If you pass around structs by reference then they can be of any size. You are still dealing with a 8 (x64 assumed) byte pointer. For highest performance you need a CPU cache friendly design which is is called Data Driven Design.

Games often use a special Data Driven Design called Entity Component System. See the book Pro .NET Memory Management by Konrad Kokosa Chapter 14.

The basic idea is that you can update your game entities which are e.g. Movable, Car, Plane, ... share common properties like a position which is for all entities stored in a contigous array. If you need to increment the position of 1K entities you just need to lookup the array index of the position array of all entities and update them there. This provides the best possible data locality. If all would be stored in classes the CPU prefetcher would be lost by the many this pointers for each class instance.
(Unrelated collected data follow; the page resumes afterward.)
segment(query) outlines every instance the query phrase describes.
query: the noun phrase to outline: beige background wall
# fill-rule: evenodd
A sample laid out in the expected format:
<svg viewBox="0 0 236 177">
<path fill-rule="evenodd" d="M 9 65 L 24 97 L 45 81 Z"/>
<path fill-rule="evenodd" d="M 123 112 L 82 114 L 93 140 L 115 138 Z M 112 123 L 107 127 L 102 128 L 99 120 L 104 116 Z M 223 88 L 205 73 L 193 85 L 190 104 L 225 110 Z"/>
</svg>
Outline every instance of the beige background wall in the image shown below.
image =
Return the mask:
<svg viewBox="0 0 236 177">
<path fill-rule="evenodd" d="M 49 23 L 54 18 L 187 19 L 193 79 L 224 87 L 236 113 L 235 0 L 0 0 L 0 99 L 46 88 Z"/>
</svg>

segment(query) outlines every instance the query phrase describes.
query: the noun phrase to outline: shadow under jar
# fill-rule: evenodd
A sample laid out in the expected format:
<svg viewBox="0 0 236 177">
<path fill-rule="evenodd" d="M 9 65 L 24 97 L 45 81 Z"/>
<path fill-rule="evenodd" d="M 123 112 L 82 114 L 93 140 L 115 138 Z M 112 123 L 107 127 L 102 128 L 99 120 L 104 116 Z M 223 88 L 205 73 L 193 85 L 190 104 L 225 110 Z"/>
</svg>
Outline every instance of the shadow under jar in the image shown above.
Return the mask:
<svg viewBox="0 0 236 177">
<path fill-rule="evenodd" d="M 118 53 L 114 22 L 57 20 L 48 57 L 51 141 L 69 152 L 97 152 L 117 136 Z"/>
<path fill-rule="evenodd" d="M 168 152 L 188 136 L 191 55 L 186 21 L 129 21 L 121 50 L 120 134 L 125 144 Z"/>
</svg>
See this Intel post about some reference architecture: https://software.intel.com/en-us/articles/get-started-with-the-unity-entity-component-system-ecs-c-sharp-job-system-and-burst-compiler

There are plenty of Entity Component Systems out there but so far I have seen none using ref structs as their main working data structure. The reason is that all popular ones are existing much longer than C# 7.2 where ref structs were introduced.

Alois Kraus
  • 13,229
  • 1
  • 38
  • 64
  • 2
    Implementing an ECS as the core architecture is precisely the reason why I asked the question in the first place. Anyway, if the data is not stored as an array of structs but as an array of classes, then it's likely that the data will be spread across the heap and not contiguous in any way because an array of classes is effectively an array of pointers to the heap – loodakrawa Mar 16 '20 at 17:18
  • @loodakrawa: Did you complete your ECS system with C# 7.2 features? Is it open source? Would be interesting how yours compares to other like Entitas. – Alois Kraus Mar 16 '20 at 22:26
  • I implemented it ~3 years ago so I didn't use the 7.2 features. I stopped trying to make games since but I'm getting into it again now so I'll probably upgrade it with the new goodies. Anyway, you can check it out here: https://github.com/loodakrawa/ScatteredLogic – loodakrawa Mar 17 '20 at 12:23
  • Here, open-source ECS framework with ref structs: [LeoECS](https://github.com/Leopotam/ecs). Fast and not only for games. Enjoy that speed =) – picolino Aug 20 '20 at 17:56
3

I finally found the answer. The breaking point is System.IntPtr.Size. In Microsoft's own words from Write safe and efficient C# code:

Add the in modifier to pass an argument by reference and declare your design intent to pass arguments by reference to avoid unnecessary copying. You don't intend to modify the object used as that argument.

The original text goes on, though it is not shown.